Gemeinsam Verantwortung tragen
Arktis und Antarktis stehen aufgrund des Klimawandels seit geraumer Zeit im Fokus des Interesses einer breiten Öffentlichkeit. Parallel dazu steigt die Nachfrage nach Reisen in ebenso atemberaubenden wie fragilen Gebiete. Dieser zwiespältige Boom stellt den Polartourismus derzeit vor die grösste Herausforderung seiner über 120-jährigen Geschichte. Tourismus verändert immer, egal wo.
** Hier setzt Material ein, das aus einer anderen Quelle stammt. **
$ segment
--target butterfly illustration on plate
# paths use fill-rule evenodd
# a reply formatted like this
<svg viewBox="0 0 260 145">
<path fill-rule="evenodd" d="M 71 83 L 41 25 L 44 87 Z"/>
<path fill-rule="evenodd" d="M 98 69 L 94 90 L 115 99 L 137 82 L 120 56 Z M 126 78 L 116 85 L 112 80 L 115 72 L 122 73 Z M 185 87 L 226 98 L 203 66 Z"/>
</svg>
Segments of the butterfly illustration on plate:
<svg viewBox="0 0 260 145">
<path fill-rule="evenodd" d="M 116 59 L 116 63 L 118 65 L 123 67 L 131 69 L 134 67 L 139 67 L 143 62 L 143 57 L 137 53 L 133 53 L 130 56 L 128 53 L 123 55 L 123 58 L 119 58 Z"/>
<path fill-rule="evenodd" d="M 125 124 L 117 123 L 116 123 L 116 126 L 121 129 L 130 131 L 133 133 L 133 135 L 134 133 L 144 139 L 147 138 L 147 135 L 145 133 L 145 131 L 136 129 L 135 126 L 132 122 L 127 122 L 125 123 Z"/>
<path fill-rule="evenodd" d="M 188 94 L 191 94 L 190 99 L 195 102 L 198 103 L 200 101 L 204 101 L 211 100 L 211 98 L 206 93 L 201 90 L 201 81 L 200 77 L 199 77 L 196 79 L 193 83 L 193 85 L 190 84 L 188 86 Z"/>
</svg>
Bereits seit 1991 bzw. 2003 setzen sich die AECO (Arktis) und die IAATO (Antarktis) ein für den Schutz der polaren Natur und Tierwelt. Die Reiseveranstalter, die diesen beiden internationalen Verbänden angeschlossen sind, verpflichten sich, zwecks eines möglichst nachhaltigen und sicheren Tourismus ein umfangreiches, regelmässig überarbeitetes Regelwerk einzuhalten. Auch sucht man aktuell gemeinsam nach Lösungen, um dem sogenannten Overtourism, der übrigens längst nicht nur den Polartourismus betrifft, wirksam zu begegnen. Die Guides an Bord der Schiffe sind destinationsspezifisch ausgebildet und sensibilisieren entsprechend. Nicht zuletzt sammeln viele von ihnen zusammen mit den Gästen im Rahmen von Citizen Science-Projekten Daten für internationale Forschungsarbeiten.
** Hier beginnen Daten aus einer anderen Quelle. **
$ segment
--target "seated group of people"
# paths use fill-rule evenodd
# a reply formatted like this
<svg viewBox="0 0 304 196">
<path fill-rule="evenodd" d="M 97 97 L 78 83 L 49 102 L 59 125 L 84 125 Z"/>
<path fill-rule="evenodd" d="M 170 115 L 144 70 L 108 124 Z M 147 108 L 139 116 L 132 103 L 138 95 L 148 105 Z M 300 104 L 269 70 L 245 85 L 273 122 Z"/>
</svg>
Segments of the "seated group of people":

Seit 2017 ist zusätzlich der Polar Code in Kraft, ein international gültiger Kodex für Schiffe, die in polaren Gewässern betrieben werden. Unter anderem ist Schweröl als Treibstoff in der Antarktis nicht zugelassen, für die Arktis sind vergleichbare Bestrebungen im Gang. Die meisten Schiffe der AECO- und/oder IAATO-Mitglieder sind in beiden Polargebieten unterwegs und fahren daher generell nicht mit Schweröl. Ausserdem sind sie für die Fahrtgebiete speziell ausgerüstet und auch in Bezug auf die Passagierkapazitäten nicht mit regulären Kreuzfahrtschiffen vergleichbar.
Trotz allem gilt vor dem Hintergrund der aktuellen Klima- und Umweltschutzdebatte natürlich: Nicht-Reisen ist besser als Reisen. Und wer denn reisen möchte, sollte dies möglichst nachhaltig tun und die verschiedenen relevanten Aspekte für sich kritisch beleuchten.
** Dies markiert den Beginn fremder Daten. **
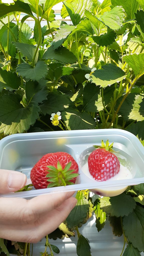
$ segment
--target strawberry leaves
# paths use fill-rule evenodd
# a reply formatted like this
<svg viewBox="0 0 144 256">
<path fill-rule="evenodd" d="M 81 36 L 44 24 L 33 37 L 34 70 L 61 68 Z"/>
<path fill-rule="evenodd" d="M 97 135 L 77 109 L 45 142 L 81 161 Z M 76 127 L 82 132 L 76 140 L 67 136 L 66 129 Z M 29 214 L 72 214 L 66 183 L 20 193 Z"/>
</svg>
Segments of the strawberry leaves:
<svg viewBox="0 0 144 256">
<path fill-rule="evenodd" d="M 74 170 L 69 170 L 71 165 L 71 162 L 70 162 L 66 165 L 63 170 L 62 167 L 59 161 L 57 162 L 57 168 L 52 165 L 48 165 L 49 168 L 48 171 L 49 173 L 46 177 L 49 179 L 47 181 L 50 182 L 47 186 L 48 188 L 53 187 L 66 186 L 67 185 L 72 185 L 73 182 L 70 181 L 73 178 L 78 176 L 78 173 L 73 173 Z"/>
</svg>

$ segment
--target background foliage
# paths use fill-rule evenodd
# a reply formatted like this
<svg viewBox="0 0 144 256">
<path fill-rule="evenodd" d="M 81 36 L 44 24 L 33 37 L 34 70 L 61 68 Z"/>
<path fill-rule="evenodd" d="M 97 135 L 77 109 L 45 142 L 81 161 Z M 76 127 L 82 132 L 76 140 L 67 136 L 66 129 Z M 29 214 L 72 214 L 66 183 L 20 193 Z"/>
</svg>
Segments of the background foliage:
<svg viewBox="0 0 144 256">
<path fill-rule="evenodd" d="M 61 16 L 69 16 L 71 26 L 55 20 L 53 7 L 61 1 L 0 1 L 0 138 L 18 133 L 118 128 L 144 145 L 143 0 L 66 0 Z M 20 22 L 21 12 L 26 14 Z M 29 17 L 33 29 L 25 22 Z M 44 19 L 47 25 L 42 27 Z M 50 118 L 58 111 L 62 121 L 55 126 Z M 143 184 L 96 200 L 88 190 L 78 191 L 77 205 L 49 238 L 76 232 L 77 255 L 90 256 L 88 240 L 78 228 L 94 212 L 98 232 L 109 221 L 115 236 L 124 236 L 121 255 L 140 256 L 144 194 Z M 59 252 L 47 236 L 41 254 L 53 251 Z M 0 254 L 6 253 L 30 255 L 27 244 L 0 239 Z"/>
</svg>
Einen Teil Ihrer Verantwortung können Sie als Polarreisende:r wahrnehmen, indem Sie Ihre Expeditionskreuzfahrt ausschliesslich bei Mitgliedern der AECO und/oder der IAATO buchen.
Meine Haltung
Eine Reise in die Polargebiete führt in eine geheimnisvolle Welt voller Extreme, die grosse Faszination, starke Emotionen, ein Berührtsein auf allen Ebenen auslösen kann.
Es ist mir ein grosses Anliegen, als Guide oder Vortragende nicht einfach nur zu unterhalten, sondern auch Gesprächs- und Denkstoff zu liefern, der über die reine Wissensvermittlung hinausgeht. Ich unterstütze meine Gäste darin, die Magie der eisigen Gegenden verantwortungsbewusst und dennoch mit Freude zu entdecken. «Klimawandel» oder «Plastikmüll» sind dabei nicht blosse Schlagworte, sondern werden in jeder Hinsicht sicht- und greifbar.
Eines ist sicher: Auf einer Reise in die Polargebiete wird «etwas» mit Ihnen passieren. Unter anderem kann es durchaus sein, dass Sie inspiriert aus der fragilen Welt nach Hause zurückkehren – nicht nur mit tollen Erinnerungen und ebensolchen Fotos im Gepäck, sondern auch mit einem neuen/tieferen Verständnis unseres Planeten und der menschlichen Natur.
Ein gesundes Bewusstsein, das einen auch unbequeme Überlegungen anstellen lässt und zu konkretem Handeln führt, dünkt mich in Bezug auf Klima- und Umweltschutz enorm wichtig. Mit einer Meinung alleine ist es noch lange nicht getan. Und vor allem braucht es auch einen durch die internationale Politik initiierten Systemwandel.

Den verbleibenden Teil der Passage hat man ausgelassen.